In depth-sensing applications ranging from home robotics to AR/VR, it will be common to acquire 3D scans of interior spaces repeatedly at sparse time intervals (e.g., as part of regular daily use). We propose an algorithm that analyzes these ``rescans'' to infer a temporal model of a scene with semantic instance information. Our algorithm operates inductively by using the temporal model resulting from past observations to infer an instance segmentation of a new scan, which is then used to update the temporal model. The model contains object instance associations across time and thus can be used to track individual objects, even though there are only sparse observations. During experiments with a new benchmark for the new task, our algorithm outperforms alternate approaches based on state-of-the-art networks for semantic instance segmentation.

Paper

Paper Thumbnail

Citation

    @article{HalberRescan19,
      title     = {Rescan: Inductive Instance Segmentation for Indoor RGBD Scans},
      author    = {Maciej Halber and Yifei Shi and Kevin Kai Xu and Thomas Funkhouser},
      booktitle = {ICCV},
      year      = {2019}
    }

Additional Materials


Data

Data Image

The Rescan Dataset contains 3D reconstructions of 45 sequences of 13 distinct common spaces like lounges, study areas and living rooms. Each space has been captured between 3 to 5 times. Between each capture, the objects within the scene were moved in the way that long-term changes that are likely to occur in such spaces. In most cases, objects were newly introduced or removed from the scene as they would be in natural use. The captured spaces are relatively large, with an average approximate area of \(67.58m^2\).

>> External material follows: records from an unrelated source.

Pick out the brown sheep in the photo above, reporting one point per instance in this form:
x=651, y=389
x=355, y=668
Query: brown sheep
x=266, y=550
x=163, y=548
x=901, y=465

The main feature of the Rescan dataset is the presence of object associations across time. These associations are expressed in the form of stable instance segmentation -- object A has the same unique instance id in all time-steps \(t_0, t_1, ..., t_n\).

Folder Structure

  rescan_dataset_root
  ├── scene_a
  |   └── color [color video streams for each sequence]
  |   └── depth [depth video streams for each sequence]
  |   └── gt_segmentation [ply files containing seqmentation]
  ├── scene_b
  ├── ...
  └── scene_m
  

Ply File Format

All Rescan Ply files are stored in binary little endian format. Apart from standard \([x,y,z]\), \([nx, ny, nz]\), \([red, green, blue]\) flags for position, normal and color, this format also stores \(radius\) property for visualization, \(class\_idx\) for semantic class id, and \(instance\_idx\) for instance id. Overall the ply header is:

  ply
  format binary_little_endian 1.0
  element vertex 282892
  property float x
  property float y
  property float z
  property float nx
  property float ny
  property float nz
  property uchar red
  property uchar green
  property uchar blue
  property float radius
  property int class_idx
  property int instance_idx
  end_header
  

Provided code will parse ply files in such format.